Testing Agent Skills Systematically with Evals
本文介绍了如何通过定义成功标准、使用自动化评估(evals)和结构化检查,替代主观感觉来迭代改进Codex agent的技能(skill),确保每次改动都可衡量且可复现。
When you’re iterating on a skill for an agent like Codex, it’s hard to tell whether you’re actually improving it or just changing its behavior. One version feels faster, another seems more reliable, and then a regression slips in: the skill doesn’t trigger, it skips a required step, or it leaves extra files behind.
当你为一个像 Codex 这样的代理迭代一个技能时,很难判断你是在真正改进它,还是仅仅在改变它的行为。一个版本感觉更快,另一个看起来更可靠,然后回归出现了:技能没有触发,跳过了必要的步骤,或者留下了多余的文件。
At its core, a skill is an organized collection of prompts and instructions for an LLM. The most reliable way to improve a skill over time is to evaluate it the same way you would any other prompt for LLM applications.
技能的核心,是面向大型语言模型(LLM)的一套 结构化提示与指令集合。要持续改进技能,最可靠的方法便是像 评估其他任何LLM应用的提示词 一样对其进行评估。

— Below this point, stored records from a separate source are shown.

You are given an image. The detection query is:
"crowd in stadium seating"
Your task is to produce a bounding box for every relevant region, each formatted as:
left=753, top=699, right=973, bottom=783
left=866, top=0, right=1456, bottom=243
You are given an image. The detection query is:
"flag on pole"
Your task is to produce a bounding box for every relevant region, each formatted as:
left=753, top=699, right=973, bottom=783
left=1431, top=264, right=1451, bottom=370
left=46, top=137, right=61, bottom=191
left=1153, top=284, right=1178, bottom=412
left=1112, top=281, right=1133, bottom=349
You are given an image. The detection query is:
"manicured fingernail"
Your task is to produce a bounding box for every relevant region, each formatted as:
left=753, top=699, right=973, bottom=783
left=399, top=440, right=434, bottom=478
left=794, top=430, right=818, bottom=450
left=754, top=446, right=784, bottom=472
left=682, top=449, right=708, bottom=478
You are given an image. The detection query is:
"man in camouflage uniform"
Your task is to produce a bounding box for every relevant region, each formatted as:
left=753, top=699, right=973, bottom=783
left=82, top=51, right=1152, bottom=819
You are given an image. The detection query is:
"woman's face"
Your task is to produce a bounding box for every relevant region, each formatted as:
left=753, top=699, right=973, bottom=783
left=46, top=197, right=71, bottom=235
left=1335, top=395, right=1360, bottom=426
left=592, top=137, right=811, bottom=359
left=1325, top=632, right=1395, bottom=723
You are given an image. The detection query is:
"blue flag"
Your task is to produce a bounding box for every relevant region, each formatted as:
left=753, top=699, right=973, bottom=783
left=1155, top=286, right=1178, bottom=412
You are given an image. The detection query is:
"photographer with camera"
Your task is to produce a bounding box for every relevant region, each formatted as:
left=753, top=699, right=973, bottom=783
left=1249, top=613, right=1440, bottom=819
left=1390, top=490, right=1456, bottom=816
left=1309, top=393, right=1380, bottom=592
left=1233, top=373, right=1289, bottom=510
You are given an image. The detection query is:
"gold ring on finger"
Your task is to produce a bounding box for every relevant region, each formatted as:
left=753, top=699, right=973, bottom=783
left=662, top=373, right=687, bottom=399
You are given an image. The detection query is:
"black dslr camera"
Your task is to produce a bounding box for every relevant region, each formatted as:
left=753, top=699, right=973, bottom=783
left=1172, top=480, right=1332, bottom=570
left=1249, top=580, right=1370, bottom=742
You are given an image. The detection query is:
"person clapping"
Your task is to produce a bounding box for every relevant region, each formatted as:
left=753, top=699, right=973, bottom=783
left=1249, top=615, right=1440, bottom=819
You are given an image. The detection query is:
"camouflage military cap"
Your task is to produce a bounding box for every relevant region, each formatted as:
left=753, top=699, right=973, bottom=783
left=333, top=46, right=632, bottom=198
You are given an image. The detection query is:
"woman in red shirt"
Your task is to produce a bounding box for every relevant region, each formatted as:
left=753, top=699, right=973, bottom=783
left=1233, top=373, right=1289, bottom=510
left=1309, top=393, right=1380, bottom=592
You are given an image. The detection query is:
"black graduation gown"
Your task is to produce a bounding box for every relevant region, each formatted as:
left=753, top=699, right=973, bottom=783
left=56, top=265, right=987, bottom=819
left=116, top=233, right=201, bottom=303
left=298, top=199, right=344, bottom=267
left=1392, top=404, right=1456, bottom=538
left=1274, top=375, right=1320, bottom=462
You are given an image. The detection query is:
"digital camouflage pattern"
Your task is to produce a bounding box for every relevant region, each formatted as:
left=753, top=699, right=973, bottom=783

Evals (short for evaluations) check whether a model’s output, and the steps it took to produce it, match what you intended. Instead of asking “does this feel better?” (or relying on vibes), evals let you ask concrete questions like:
Evals(evaluations的缩写)用于检查模型的输出及其生成步骤是否符合预期。不再问“这个感觉更好吗?”(或依赖直觉),评估能让你提出具体的问题,比如:
- Did the agent invoke the skill?
- Did it run the expected commands?
- Did it produce outputs that follow the conventions you care about?
- 智能体是否调用了该技能?
- 它是否运行了预期的命令?
- 它是否生成了符合你关注惯例的输出?
Concretely, an eval is: a prompt → a captured run (trace + artifacts) → a small set of checks → a score you can compare over time.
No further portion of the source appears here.